冰冷的汗珠沿着萧彻的鬓角滚落,砸在诏狱粘稠的血泊里,晕开一小圈暗色。那张浸在血污中的涂鸦,画纸上歪扭的金色眼睛,仿佛带着孩童天真的恶意,穿透了镇龙香的麻痹,死死地攫住了他的心脏。铁砧上李崇文垂死的抽搐、皮肉焦糊的恶臭、谢衡崩溃的呜咽…炼狱的喧嚣瞬间被抽离,只剩下一种源自灵魂深处的、冰冷的眩晕和尖锐的耳鸣。
“哥哥,你的背…还疼吗?”
幻觉般的声音再次响起,清晰得如同耳语。
“呃——!”萧彻猛地捂住额头,身体不受控制地晃了一下,黄金竖瞳在猩红的火光中剧烈收缩,视野边缘阵阵发黑。
“陛下!”赵无伤阴柔的声音带着一丝不易察觉的急迫,上前欲扶。
“滚开!”萧彻低吼,如同受伤的困兽,粗暴地挥开赵无伤伸来的手。他踉跄一步,几乎是凭着本能,弯腰,一把将血泊中那张被浸透的涂鸦死死攥在手心!蜡笔的油彩混合着温热的血,粘腻地糊在掌心,那抹刺目的金色透过指缝,像烧红的烙铁烫着他的神经。他猛地转身,玄色大氅带起一股腥风,头也不回地冲出了这血腥的刑讯室,将身后李崇文最后一声凄厉的惨嚎彻底甩开。

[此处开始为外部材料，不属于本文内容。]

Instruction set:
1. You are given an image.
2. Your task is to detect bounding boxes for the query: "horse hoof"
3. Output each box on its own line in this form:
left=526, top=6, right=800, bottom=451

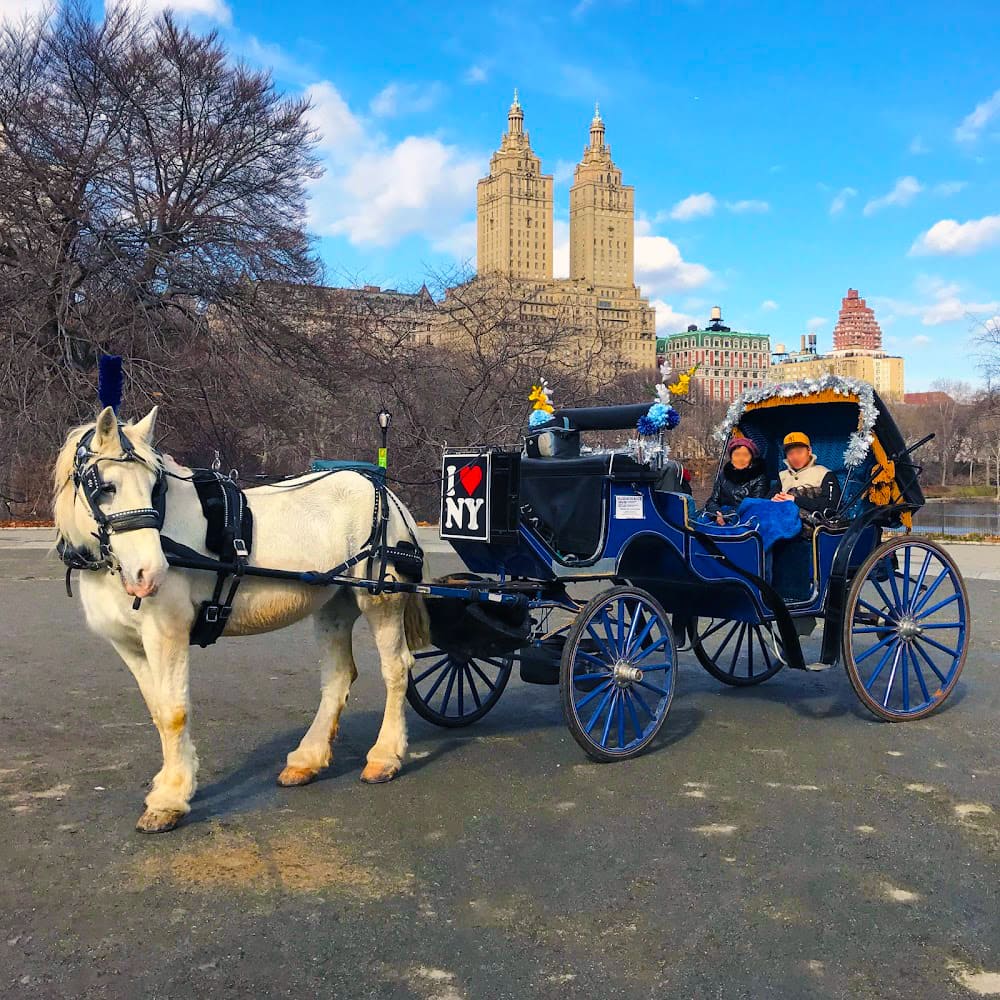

甬道两侧牢笼里无数道仇恨绝望的目光,再次聚焦在他身上,咒骂和哭嚎如同实质的浪潮拍打而来。但此刻的萧彻置若罔闻。脊背深处,那股因血腥刺激而活跃的麻痒悸动,已被一种更深沉、更冰冷的恐惧和撕裂般的痛楚取代。鳞片在皮肤下不安地躁动,每一次翕动都带来针扎般的刺痛。他只想逃离,逃离这粘稠的血腥,逃离那金色的注视!
他几乎是撞开了诏狱沉重的铁门。外面阴冷潮湿的空气涌入肺腑,却丝毫无法驱散他体内的寒意和混乱。他靠着冰冷的石壁剧烈喘息,汗水浸透了内衫,紧贴在因异化而绷紧的脊背上,带来阵阵不适。
“陛下…”赵无伤无声无息地跟了出来,捧着依旧散发着青烟的狻猊香炉,小心翼翼地靠近。那带着金属焦糊与腐败甜腻的烟雾再次缠绕上来,贪婪地安抚着萧彻躁动的脊背鳞片,带来短暂的麻痹。“龙气躁动,易伤龙体。奴才…知晓一处静室,或可暂歇。”
萧彻没有看他,布满血丝的眼睛死死盯着自己紧握的拳头,指缝里渗出暗红的血和蜡笔的油彩。他需要冷静。需要答案。这具身体,这该死的系统,还有这诡异的鳞片…和先帝有关?和赵无伤有关?他猛地抬头,黄金竖瞳里燃烧着暴戾和探究的火焰,直刺赵无伤低垂的眼睑:“带路。”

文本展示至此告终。